WASHINGTON -- A series of terrorist attacks Thursday on London's transit system could spark a fight next week over how much the federal government spends on rail and mass-transit security.
Sen. Chuck Schumer, D-N.Y., said he would seek next week to double the amount of funding allocated in fiscal 2006 to rail security and mass-transit security, including subways and buses.
The amendment to the annual homeland-security spending bill would double the $100 million currently proposed for both mass transit and rail security, allocating $100 million for each. It would also double funding for bus security improvements to $20 million. Fiscal 2006 begins Oct. 1.
"It is clear that we're not doing close to enough and must do more. The soft underbelly of buses and subways and railroads are fully exposed to similar terrorist attacks unless we take real steps to beef up mass transit security immediately," Schumer said, in a written statement.
But Homeland Security Secretary Michael Chertoff said his agency had completed a review of security needs and would be coming out soon with policy proposals of its own.

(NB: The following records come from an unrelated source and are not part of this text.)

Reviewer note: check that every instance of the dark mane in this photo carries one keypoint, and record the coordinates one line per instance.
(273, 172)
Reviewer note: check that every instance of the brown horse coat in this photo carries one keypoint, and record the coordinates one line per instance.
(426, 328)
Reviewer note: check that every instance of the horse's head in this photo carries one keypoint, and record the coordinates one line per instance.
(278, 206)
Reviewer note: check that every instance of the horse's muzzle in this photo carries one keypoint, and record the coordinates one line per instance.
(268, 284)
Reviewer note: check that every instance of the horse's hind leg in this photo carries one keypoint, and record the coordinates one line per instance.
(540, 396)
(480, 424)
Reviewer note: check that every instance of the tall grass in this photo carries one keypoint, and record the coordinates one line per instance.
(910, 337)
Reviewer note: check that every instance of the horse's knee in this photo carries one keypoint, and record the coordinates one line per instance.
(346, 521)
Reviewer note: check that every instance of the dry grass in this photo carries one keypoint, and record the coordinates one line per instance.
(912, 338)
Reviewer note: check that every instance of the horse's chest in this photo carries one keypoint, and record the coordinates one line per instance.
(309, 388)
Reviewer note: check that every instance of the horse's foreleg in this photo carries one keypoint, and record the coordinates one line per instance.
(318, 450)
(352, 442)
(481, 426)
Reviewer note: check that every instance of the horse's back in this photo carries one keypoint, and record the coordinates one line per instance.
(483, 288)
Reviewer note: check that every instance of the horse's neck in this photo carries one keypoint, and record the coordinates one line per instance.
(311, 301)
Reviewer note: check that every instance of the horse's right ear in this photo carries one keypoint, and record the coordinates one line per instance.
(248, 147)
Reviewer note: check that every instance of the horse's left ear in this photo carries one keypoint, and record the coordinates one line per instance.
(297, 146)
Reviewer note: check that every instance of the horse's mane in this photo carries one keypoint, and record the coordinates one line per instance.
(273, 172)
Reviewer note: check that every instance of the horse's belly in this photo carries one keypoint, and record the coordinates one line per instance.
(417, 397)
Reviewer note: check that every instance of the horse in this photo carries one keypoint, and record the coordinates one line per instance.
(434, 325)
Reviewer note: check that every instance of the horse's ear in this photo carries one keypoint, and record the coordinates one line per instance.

"I wouldn't make a policy decision driven by a single event," Chertoff said at a news conference. "I think our priority here is to get to the bottom of this, make sure we understand what the dimensions of this set of acts are, who perpetrated them, determine whether there are any lessons in intelligence that we're going to gain from this, and then move forward."
Democrats, including Schumer, have long pushed for increased funding for rail and bus security.
Some security-related stocks, including shares of transit-related surveillance equipment rallied sharply on Thursday. See full story.
The Department of Homeland Security raised the threat alert level for all public transit systems to high, or code orange, from elevated, or yellow. The alert covers regional and inter-city passenger rail, subways and bus systems. See full story.
Chertoff said the U.S. transit system remains safe, but said the call for extra vigilance was prudent in the wake of the London attacks.
"We feel that, at least in the short term, we should raise the level here because, obviously, we're concerned about the possibility of a copycat attack," he said.